This question is a "sequel" to the one I asked here. I have 2 DataFrames that look like this:
df1 =
Timestamp CP_ID Con Value
0 2018-01-02 07:30:00.000 3107 1 6275.20
1 2018-01-02 07:45:00.000 3107 1 6275.95
2 2018-01-02 08:00:00.000 3107 1 6276.70
3 2018-01-02 08:15:00.000 3107 1 6277.45
4 2018-01-02 08:30:00.000 3107 1 6278.19
df2 =
dStart dEnd CP_ID Con A_Id
0 2018-03-12 18:58:53 2018-03-12 21:19:33 30554 1 03FC4BA8
1 2018-04-16 17:53:25 2018-04-16 20:22:52 30554 1 03FC4BA8
2 2018-05-10 19:19:47 2018-05-10 21:28:04 30554 1 03FC4BA8
3 2018-05-26 18:03:19 2018-05-26 20:49:23 30553 1 03FC4BA8
4 2018-08-10 18:26:29 2018-08-10 20:57:15 30827 1 03FC4BA8
df2 is a list of all sessions from all users (dStart/dEnd of each session).

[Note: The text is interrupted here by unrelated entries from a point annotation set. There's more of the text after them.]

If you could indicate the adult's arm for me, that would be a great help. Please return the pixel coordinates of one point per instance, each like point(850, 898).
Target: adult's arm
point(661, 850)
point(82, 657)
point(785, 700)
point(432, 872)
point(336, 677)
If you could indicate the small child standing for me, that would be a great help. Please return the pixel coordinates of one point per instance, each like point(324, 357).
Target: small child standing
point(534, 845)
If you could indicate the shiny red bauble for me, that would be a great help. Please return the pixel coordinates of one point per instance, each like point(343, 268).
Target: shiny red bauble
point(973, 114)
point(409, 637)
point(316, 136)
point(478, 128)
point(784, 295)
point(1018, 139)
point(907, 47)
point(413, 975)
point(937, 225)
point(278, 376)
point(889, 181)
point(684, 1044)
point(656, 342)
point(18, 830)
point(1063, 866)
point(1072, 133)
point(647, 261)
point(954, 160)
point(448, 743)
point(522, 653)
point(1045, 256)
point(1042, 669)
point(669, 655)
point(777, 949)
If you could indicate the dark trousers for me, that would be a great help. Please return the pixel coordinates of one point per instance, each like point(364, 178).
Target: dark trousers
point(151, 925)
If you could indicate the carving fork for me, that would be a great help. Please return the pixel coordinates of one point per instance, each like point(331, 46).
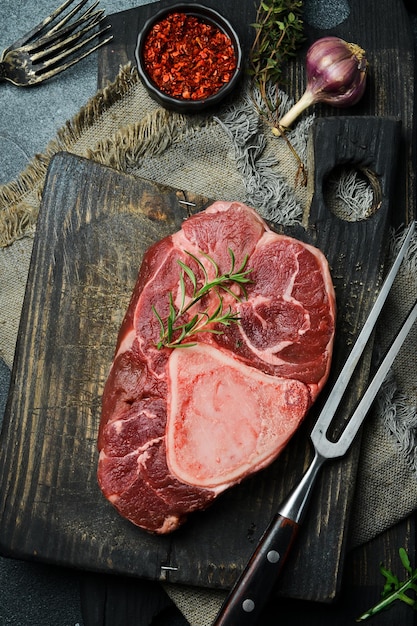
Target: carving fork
point(248, 597)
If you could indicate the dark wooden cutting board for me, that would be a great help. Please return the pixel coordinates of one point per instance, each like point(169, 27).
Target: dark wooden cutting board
point(94, 227)
point(91, 235)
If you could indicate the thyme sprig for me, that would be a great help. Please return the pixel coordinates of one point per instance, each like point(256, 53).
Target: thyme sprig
point(394, 589)
point(279, 33)
point(173, 331)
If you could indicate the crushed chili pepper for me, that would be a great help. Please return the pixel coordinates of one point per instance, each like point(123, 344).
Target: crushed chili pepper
point(188, 58)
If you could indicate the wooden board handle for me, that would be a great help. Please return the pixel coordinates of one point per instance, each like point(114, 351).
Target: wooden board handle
point(368, 143)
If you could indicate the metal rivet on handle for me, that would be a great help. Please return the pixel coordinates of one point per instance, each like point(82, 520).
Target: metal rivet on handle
point(273, 556)
point(248, 605)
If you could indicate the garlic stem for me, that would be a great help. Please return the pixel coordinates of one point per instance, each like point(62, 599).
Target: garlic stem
point(303, 103)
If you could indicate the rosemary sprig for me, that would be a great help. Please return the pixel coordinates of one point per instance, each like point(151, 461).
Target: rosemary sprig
point(279, 33)
point(394, 589)
point(173, 331)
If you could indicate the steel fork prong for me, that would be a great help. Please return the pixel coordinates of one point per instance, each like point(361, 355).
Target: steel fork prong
point(43, 46)
point(44, 75)
point(37, 30)
point(60, 25)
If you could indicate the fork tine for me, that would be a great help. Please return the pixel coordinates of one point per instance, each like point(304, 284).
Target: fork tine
point(43, 45)
point(42, 75)
point(70, 15)
point(34, 32)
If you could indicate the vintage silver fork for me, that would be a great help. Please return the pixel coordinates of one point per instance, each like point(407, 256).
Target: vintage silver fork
point(45, 52)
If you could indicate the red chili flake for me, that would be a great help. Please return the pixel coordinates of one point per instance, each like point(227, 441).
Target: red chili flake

df1 is user specific session info (Timestamp throughout each session).
CP_ID and Con specify a unique location.
A_Id specifies a unique user.
I want to merge these two tables so that I'm left with all of the info for a given user's sessions. My current solution, as proposed by Wen-Ben in my previous post, is something like:
df = pd.merge(df2,df1,how='left',left_on=['CP_ID','Con'], \
right_on=['CP_ID','Con'])
df = df.loc[(df.Timestamp>df.dStart)&(df.Timestamp<df.dEnd)]
This accomplishes the task, but my issue is that it takes a relatively long time. I need to do this operation for thousands of users, and both steps (.merge and .loc) take a very long proportion of the runtime of my script.
Is there a more efficient way of doing this?